1. The Concept of "Data" in the Humanities
The chapter begins by distinguishing humanities data from scientific data. While scientists draw data from the natural world, humanists draw theirs from the "world created by humans." This data can be raw (e.g., an artist's original sketchbooks) or processed (e.g., a critical edition of those sketches). A significant challenge for digital humanists is deciding which materials warrant the cost and effort of digitization, a process that inherently involves subjective selection and raises questions about the sustainability and broader impact of such projects.
2. The Evolving Nature of "Text"
The digital turn has radically changed the concept of a "text." Traditionally, a text was a literary work like a poem or novel. Now, under the influence of critical theory and digital capabilities, "text" has expanded to encompass almost any datum subject to reading, including cultural objects like paintings and architecture. The chapter notes a tension: digitization can return us to a view of the text as an autonomous object, even as the process of aggregation and disaggregation robs it of its uniqueness by reducing it to a common code of "0" and "1".
Examples of Text-Based Projects:
oThe Rossetti Archive: A groundbreaking single-author study that aggregates all of Dante Gabriel Rossetti's verbal and visual works. It is "richly encoded" to allow sophisticated cross-material searches, treating all forms of creative output as equally valid cultural data.
oThe British Women Romantic Poets Project: This project represents a shift away from traditional, canon-focused literary criticism. By focusing on non-canonical authors grouped by geographical and chronological proximity, it offers a synchronic presentation of a literary period, aligning with theories of "textual community and intertextuality."
3. The Document: Authority and Representation
A document is defined as a text assigned authority to represent an underlying reality. The chapter questions whether the act of selecting texts for digitization imbues them with greater significance, potentially leading to a new, digital-era "documentary realism" that echoes the positivist claims of historians like Leopold von Ranke. The key insight is that digitization makes us more aware of the "secondhand nature of our humanistic discourse."

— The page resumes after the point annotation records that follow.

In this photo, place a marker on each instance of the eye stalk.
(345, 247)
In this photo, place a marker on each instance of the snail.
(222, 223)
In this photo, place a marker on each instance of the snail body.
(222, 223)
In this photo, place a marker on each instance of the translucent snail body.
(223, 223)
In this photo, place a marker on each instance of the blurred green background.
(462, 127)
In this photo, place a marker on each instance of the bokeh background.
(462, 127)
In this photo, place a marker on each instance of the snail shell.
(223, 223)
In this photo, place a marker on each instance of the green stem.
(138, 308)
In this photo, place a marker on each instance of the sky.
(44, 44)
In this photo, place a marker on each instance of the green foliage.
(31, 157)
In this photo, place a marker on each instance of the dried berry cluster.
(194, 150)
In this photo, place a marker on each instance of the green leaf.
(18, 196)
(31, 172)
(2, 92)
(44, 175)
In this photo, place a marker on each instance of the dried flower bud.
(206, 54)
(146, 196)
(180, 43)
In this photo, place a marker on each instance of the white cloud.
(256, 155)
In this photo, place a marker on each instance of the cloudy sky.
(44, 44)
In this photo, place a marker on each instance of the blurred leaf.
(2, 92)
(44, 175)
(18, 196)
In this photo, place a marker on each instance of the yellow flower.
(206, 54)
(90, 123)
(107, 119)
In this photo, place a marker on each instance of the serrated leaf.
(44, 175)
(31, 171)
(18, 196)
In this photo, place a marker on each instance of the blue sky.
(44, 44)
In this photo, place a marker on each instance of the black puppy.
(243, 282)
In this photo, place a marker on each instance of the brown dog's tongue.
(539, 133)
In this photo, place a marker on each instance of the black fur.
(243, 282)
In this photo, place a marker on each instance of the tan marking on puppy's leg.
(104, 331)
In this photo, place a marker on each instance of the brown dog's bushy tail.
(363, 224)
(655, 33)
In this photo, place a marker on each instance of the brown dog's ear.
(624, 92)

Types of Digitized Documents: The text provides examples of various historical documents now available online, including:
oCharters (e.g., Anglo-Saxon charters websites)
oWills (e.g., searchable probate records from New Jersey)

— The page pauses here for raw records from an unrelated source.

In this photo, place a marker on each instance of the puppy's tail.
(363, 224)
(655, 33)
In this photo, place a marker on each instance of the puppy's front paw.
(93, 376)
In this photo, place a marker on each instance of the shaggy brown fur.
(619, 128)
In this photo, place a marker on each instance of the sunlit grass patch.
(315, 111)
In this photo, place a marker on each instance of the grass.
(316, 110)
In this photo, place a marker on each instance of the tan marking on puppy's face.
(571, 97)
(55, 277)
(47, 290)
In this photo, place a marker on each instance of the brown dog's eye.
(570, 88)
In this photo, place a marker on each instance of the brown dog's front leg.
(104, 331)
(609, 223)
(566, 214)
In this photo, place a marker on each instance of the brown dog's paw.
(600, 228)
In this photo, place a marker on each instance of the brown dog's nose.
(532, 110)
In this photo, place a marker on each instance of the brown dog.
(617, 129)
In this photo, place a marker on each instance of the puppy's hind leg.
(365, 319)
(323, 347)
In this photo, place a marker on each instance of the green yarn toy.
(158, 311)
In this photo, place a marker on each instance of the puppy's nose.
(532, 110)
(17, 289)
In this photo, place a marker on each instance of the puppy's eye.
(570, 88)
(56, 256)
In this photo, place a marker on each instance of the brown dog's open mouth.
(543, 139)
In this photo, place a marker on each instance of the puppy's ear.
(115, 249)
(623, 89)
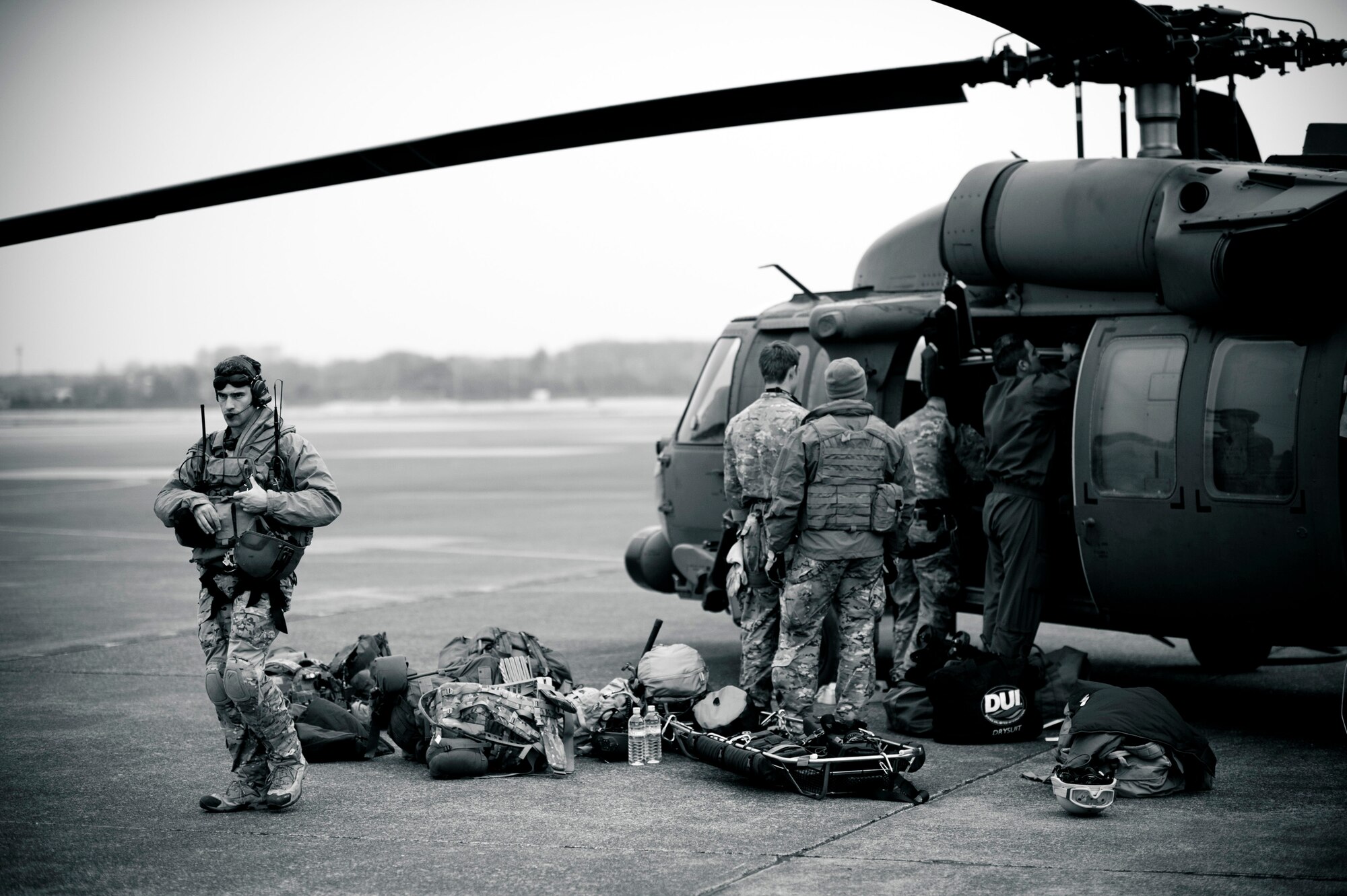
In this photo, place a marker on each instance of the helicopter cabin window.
(1135, 416)
(1251, 427)
(818, 390)
(709, 411)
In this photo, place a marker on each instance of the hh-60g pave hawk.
(1205, 491)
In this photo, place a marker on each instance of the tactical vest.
(219, 477)
(848, 491)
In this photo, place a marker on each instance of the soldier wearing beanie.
(839, 493)
(249, 477)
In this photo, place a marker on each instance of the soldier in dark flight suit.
(1020, 420)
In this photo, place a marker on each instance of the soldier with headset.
(247, 501)
(754, 442)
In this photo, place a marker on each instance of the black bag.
(985, 700)
(910, 711)
(1062, 672)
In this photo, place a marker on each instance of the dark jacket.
(1020, 419)
(797, 469)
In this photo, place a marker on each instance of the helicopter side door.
(1185, 460)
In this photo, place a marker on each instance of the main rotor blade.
(783, 101)
(1072, 28)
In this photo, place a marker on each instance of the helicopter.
(1206, 443)
(1170, 254)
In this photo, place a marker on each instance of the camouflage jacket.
(754, 442)
(942, 456)
(296, 508)
(795, 470)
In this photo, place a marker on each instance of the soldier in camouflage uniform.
(754, 442)
(238, 618)
(839, 486)
(944, 459)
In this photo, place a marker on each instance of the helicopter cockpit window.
(1135, 416)
(818, 390)
(709, 411)
(1251, 429)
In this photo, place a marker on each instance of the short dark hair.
(1008, 351)
(778, 359)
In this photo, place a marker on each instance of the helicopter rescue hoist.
(1206, 483)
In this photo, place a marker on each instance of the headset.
(261, 394)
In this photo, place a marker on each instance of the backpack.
(673, 672)
(478, 658)
(985, 700)
(301, 677)
(351, 665)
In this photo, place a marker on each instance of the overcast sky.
(647, 240)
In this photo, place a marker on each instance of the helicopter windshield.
(709, 411)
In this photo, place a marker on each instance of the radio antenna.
(204, 447)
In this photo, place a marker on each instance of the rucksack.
(985, 700)
(351, 665)
(673, 672)
(478, 658)
(301, 677)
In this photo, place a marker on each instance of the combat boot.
(288, 778)
(242, 794)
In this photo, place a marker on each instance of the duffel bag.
(985, 700)
(673, 672)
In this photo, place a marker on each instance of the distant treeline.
(600, 369)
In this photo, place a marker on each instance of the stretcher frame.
(833, 774)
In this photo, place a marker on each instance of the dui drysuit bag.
(673, 672)
(985, 700)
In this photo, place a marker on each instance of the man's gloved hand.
(207, 517)
(253, 501)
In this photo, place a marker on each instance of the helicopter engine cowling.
(1208, 238)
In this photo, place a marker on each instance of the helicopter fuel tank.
(1205, 237)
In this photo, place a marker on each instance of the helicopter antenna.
(787, 273)
(1123, 114)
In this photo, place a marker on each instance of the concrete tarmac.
(517, 516)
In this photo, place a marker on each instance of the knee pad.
(242, 683)
(216, 687)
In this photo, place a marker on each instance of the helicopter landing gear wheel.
(1226, 654)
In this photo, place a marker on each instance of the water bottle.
(654, 740)
(636, 738)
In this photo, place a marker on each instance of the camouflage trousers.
(760, 621)
(238, 637)
(926, 594)
(856, 588)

oDeeds and Leases (e.g., land records from Maryland and Australia)
oReceipts (e.g., a Kansas State Committee receipt book)
The London Lives Project: This is highlighted as a premier example of a digital archive that aggregates a vast range of primary sources (240,000 manuscript and printed pages) about eighteenth-century London, allowing users to "link together records relating to the same individual, and to compile biographies." This demonstrates the power of digitization to facilitate research that was previously impractical.

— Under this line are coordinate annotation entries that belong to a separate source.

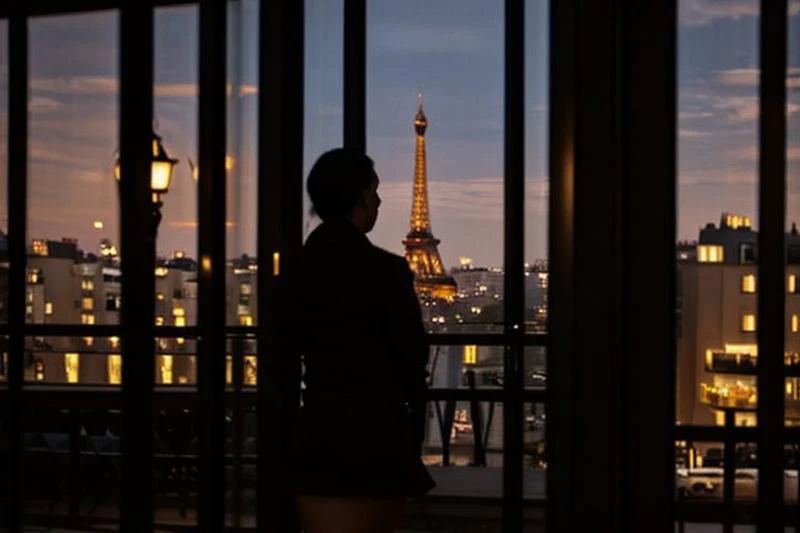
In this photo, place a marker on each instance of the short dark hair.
(336, 180)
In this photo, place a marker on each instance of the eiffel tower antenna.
(422, 250)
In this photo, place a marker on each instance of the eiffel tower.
(430, 279)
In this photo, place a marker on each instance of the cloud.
(399, 39)
(693, 133)
(745, 108)
(690, 115)
(705, 12)
(109, 85)
(749, 77)
(76, 85)
(750, 153)
(42, 104)
(480, 198)
(718, 177)
(187, 90)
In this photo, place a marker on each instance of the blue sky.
(450, 51)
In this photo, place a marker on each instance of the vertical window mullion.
(17, 204)
(771, 261)
(514, 263)
(138, 265)
(355, 38)
(211, 251)
(280, 236)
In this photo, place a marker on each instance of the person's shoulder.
(391, 261)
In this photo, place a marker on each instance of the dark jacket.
(349, 308)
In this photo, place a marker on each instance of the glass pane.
(537, 37)
(465, 434)
(72, 465)
(241, 431)
(73, 203)
(699, 471)
(534, 460)
(73, 360)
(466, 367)
(324, 79)
(792, 348)
(176, 459)
(242, 162)
(175, 123)
(717, 214)
(441, 168)
(3, 171)
(5, 440)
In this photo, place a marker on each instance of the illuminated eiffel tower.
(430, 279)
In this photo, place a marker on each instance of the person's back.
(350, 311)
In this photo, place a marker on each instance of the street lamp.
(162, 168)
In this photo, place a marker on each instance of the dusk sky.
(450, 51)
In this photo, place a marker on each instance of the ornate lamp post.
(161, 170)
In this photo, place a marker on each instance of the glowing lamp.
(162, 168)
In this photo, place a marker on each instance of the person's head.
(343, 185)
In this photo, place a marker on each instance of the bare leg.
(349, 515)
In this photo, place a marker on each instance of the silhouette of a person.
(349, 310)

4. Technology Enhancing the Document
A crucial point is that digital technology doesn't just provide access; it can enhance the document itself. Imaging technology, such as multispectral analysis, can reveal text damaged beyond the capability of the naked eye.
The Lazarus Project Example: The image above shows the dramatic recovery of text from the Codex Vercellensi. This technological advancement "vastly increases the value of representations of original documents" for researchers.
5. Critical Questions Raised
The chapter concludes by posing essential questions about the implications of comprehensive digital archives:
Does the ability to aggregate nearly all available evidence on a topic lead to a false sense of objective completeness?
How does the "semantic web," where computers communicate directly, challenge the humanist's traditional role as interpreter?
Has the "wall between the remnants of the past and our representations of them" suddenly collapsed, and if so, how must humanities methodology adapt?